Before playing Ozark girl turned Californian Elly May Clampett in The Beverly Hillbillies, actress Donna Douglas was a true southern girl through and through. Though Douglas is best remembered for the nine seasons she starred in the iconic CBS sitcom, there is way more to the actress than her time playing the blonde tomboy on television.
Doris Smith (changed later to Donna Douglas) was born in 1932 in Baton Rouge, Louisiana. She was an active athlete at her high school and played softball and basketball before she started participating in beauty contests. Douglas had married her first husband, Roland Bourgeois, Jr., in 1949, but they divorced after the birth of her only child, Danny P. Bourgeois, in 1954. Shortly after, she was named Miss Baton Rouge and Miss New Orleans and decided it was time to pack her bags for New York City.

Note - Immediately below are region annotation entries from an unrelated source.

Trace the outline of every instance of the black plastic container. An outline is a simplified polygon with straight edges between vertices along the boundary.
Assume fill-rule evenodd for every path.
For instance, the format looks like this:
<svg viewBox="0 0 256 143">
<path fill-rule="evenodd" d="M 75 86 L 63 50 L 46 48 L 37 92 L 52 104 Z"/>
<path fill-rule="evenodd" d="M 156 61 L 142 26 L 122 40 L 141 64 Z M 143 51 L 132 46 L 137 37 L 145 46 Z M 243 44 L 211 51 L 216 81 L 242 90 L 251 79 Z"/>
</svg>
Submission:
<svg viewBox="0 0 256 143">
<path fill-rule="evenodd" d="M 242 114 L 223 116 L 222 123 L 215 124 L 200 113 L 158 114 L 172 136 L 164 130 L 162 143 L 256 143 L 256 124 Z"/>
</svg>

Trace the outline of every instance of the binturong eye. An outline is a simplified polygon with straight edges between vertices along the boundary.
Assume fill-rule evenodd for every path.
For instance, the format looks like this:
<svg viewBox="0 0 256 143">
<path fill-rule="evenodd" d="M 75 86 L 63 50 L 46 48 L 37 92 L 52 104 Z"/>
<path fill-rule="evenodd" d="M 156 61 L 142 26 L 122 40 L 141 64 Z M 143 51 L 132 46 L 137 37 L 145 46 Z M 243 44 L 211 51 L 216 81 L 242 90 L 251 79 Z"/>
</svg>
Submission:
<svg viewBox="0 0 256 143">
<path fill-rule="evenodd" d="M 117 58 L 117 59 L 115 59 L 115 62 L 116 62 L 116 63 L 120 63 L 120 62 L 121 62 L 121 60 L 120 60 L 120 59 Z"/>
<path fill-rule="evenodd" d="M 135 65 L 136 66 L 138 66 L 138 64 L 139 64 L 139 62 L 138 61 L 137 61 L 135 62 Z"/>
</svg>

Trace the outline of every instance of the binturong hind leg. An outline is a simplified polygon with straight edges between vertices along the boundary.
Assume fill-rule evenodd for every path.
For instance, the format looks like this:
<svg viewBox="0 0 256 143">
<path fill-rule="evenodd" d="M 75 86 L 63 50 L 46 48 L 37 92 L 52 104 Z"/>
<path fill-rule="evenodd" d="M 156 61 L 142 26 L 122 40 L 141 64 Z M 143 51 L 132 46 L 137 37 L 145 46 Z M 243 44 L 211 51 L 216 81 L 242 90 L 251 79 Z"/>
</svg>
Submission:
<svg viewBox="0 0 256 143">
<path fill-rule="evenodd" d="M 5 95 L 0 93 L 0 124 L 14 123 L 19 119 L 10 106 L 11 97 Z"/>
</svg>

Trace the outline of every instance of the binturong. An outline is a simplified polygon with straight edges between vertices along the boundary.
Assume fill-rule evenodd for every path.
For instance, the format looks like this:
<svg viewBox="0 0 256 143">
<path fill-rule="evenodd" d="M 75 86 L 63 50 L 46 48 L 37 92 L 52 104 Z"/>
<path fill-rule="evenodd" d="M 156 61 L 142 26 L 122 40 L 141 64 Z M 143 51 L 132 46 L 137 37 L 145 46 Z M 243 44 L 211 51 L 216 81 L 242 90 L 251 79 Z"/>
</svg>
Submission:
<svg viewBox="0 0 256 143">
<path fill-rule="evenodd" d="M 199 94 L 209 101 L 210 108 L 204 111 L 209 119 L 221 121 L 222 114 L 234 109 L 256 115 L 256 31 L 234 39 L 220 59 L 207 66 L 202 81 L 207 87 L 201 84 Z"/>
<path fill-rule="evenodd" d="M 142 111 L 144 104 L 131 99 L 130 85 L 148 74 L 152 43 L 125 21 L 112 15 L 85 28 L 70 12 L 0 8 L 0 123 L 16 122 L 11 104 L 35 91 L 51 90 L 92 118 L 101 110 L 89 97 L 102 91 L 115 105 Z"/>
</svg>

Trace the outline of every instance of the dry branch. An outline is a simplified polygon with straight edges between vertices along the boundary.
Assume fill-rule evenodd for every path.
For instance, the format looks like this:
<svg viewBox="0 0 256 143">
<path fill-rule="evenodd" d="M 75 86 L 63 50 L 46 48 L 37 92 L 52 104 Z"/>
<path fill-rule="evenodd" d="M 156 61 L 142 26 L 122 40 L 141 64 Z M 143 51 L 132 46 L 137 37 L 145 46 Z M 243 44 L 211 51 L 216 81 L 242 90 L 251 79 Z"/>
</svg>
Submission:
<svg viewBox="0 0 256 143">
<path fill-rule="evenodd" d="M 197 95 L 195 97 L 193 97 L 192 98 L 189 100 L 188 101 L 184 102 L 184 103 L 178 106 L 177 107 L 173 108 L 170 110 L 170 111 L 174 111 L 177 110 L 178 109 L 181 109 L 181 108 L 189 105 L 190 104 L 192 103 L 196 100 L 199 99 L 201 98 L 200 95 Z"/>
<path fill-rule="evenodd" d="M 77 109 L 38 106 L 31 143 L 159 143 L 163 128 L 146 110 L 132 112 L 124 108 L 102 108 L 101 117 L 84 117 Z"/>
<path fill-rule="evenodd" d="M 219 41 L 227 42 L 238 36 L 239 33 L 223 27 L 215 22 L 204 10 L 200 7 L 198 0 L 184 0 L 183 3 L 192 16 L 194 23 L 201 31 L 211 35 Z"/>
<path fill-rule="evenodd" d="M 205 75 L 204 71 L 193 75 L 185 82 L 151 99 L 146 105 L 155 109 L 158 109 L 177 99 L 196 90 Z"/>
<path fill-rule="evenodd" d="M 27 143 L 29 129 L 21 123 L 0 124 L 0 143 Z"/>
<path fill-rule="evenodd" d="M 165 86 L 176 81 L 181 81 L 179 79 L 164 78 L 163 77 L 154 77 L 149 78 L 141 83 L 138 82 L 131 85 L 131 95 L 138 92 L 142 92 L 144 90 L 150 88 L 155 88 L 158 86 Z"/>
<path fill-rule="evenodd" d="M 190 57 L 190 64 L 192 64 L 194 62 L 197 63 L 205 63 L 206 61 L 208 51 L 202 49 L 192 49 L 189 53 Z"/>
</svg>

Douglas started out with appearances in print ads for various toothpaste brands before she started landing acting work, which encouraged her to start taking acting classes. She appeared on The Perry Como Show, The Steve Allen Show and The Ed Sullivan Show. Soon after, Hollywood producer Hal B. Wallis saw her on TV and cast her in the Dean Martin and Shirley MacLaine film Career. The film opened doors for Douglas and led to roles in the Doris Day and Rock Hudson film Lover Come Back as well as television appearances on The Twilight Zone, The Adventures of Ozzie and Harriet and more.
Despite a full resume of acting work, Douglas was definitely not a household name when she beat out over 500 women to land the role of Elly May Clampett in the early '60s. Producer Paul Henning asked if she would be right for the part, and there was no doubt in her mind.
"I just looked at him and grinned," Douglas told AP Hollywood reporter Bob Thomas in 1965. "Could I handle Elly May? Why, it was just like my own life."
Douglas came into her own playing Elly May and become very close friends with Buddy Ebsen, who played her on-screen father, Jed Clampett. She also married the show's director, Robert M. Leeds in 1971 (though they would divorce in 1980).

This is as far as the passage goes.